The constitution makes it obligatory for the 342-seat lower house to be in session for a total of at least 130 days in each parliamentary year.
The present house did it in all the previous four years but, while being in recess for the past 39 days, the obligation became unachievable on Tuesday mainly because of the government’s preoccupation with the controversial presidential election set for Oct 6, for which the National Assembly is the core of a 1,170-strong but 702-vote electoral college, which also includes the 100-seat Senate and the four provincial assemblies.
The assembly has so far met for 78 “working days” of the current parliamentary year, still 52 days short of the obligatory 130 days while only 51 days are left of its five-year term expiring on Nov 15.
The constitution, in clause (2) of its article 54, says “the National Assembly shall meet for not less than one hundred and thirty working days in each year” -- the “working days” including any day of a joint sitting of the two houses of parliament and up to two days of adjournment, such as a weekend recess.
But no penalty is provided for the violation, for which the parliamentary affairs ministry, which proposes when a session of the National Assembly or the Senate should be called, appeared helpless, although no regrets were immediately offered.
However, an opposition spokesman compared the situation with President Pervez Musharraf’s failure, for the fourth year running, to meet the constitutional obligation of addressing a joint sitting of parliament at the start of each parliamentary year.

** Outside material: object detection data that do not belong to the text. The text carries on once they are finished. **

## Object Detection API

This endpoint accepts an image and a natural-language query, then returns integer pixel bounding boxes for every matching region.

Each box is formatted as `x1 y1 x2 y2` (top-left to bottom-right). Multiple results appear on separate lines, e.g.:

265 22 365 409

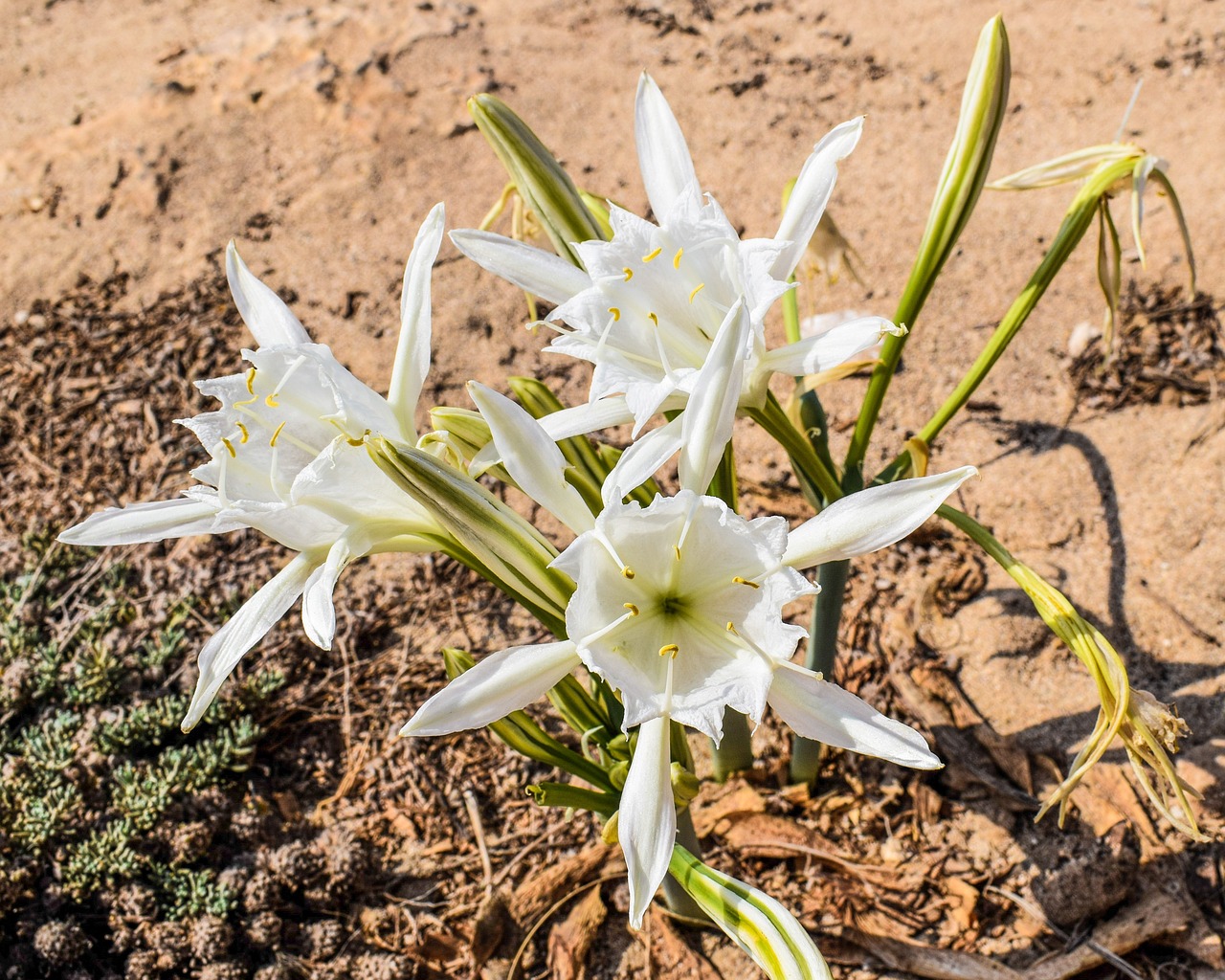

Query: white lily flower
60 205 443 730
451 74 898 437
402 382 976 926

Minister of State for Parliamentary Affairs Kamil Ali Agha said his ministry had proposed for the president to summon an Assembly session on Sept 7 after the last session ended on Aug 17, and that no new summary proposing another date had been sent.Senator Agha would not say why the session was not called on Sept 7, but he said he thought one might be called “within a day or two” before the presidential election, for which both the National Assembly and the Senate are due to meet at the parliament house on Oct 6 from 10am to 3pm when the four provincial assemblies will meet at their respective chambers to cast their votes.

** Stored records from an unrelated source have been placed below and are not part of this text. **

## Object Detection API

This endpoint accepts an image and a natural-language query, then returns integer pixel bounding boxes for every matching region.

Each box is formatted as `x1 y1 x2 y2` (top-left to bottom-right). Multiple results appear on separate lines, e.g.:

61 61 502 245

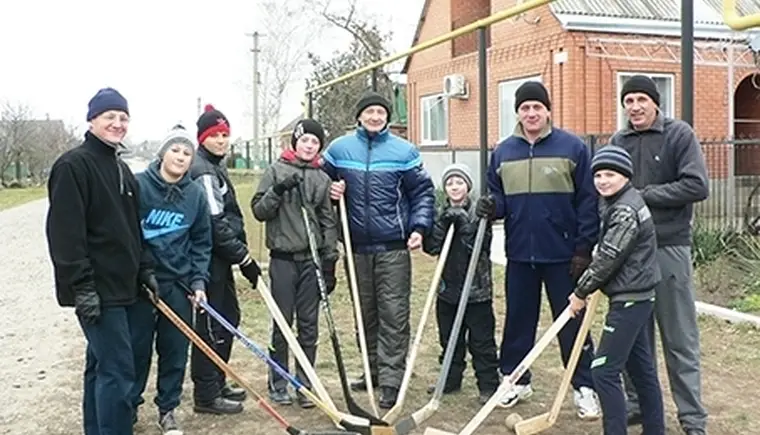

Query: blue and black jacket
487 124 599 263
136 161 212 290
322 127 435 253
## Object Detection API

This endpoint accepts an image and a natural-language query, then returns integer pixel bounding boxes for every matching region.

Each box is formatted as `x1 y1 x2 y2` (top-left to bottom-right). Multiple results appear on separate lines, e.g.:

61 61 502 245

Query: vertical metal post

But the Oct 6 meeting, to be presided over by Chief Election Commissioner Qazi Mohammad Farooq as the returning officer for the election, will not be counted as a regular working day for the National Assembly or any other house.
Mr Agha said although the 130 “working days” were mandatory, it would not matter much if the target were not met once while it had been overshot in the past.
But Izhar Amrohvi, parliamentary secretary for the PPP-led Alliance for the Restoration of Democracy (ARD), said the violation reflected a reign of “might is right” and asked: “What was done when so many other obligations were not met in the past?”
“What could you do against the president’s refusal to address a joint sitting, or what could you do about the government’s failure to constitute a Council of Common Interests (to settle disputes between provinces), ... or about what happened to the Supreme Court decision on Nawaz Sharif.”
The National Assembly met for 131 “working days” in its first parliamentary year, which was marked by the noisiest protests inside the house in the country’s parliamentary history against General Musharraf’s military presidency, 130 days in the second, 132 days in the third and 132 says in the fourth year.
President Musharraf’s political opponents question his right to seek election to what he calls his second and the opposition parties call third term of office from a dying electoral college while being army chief as well. They want a civilian president to be elected by new assemblies as the present ones had already given a similar vote in a controversial vote of confidence for President Musharraf in early 2004.
General Musharraf has promised to the Supreme Court, which is hearing challenges to his position, to give up the army office “if re-elected” for another term. The government says Gen Musharraf can keep both offices and contest for the re-election under the 17th amendment to the Constitution.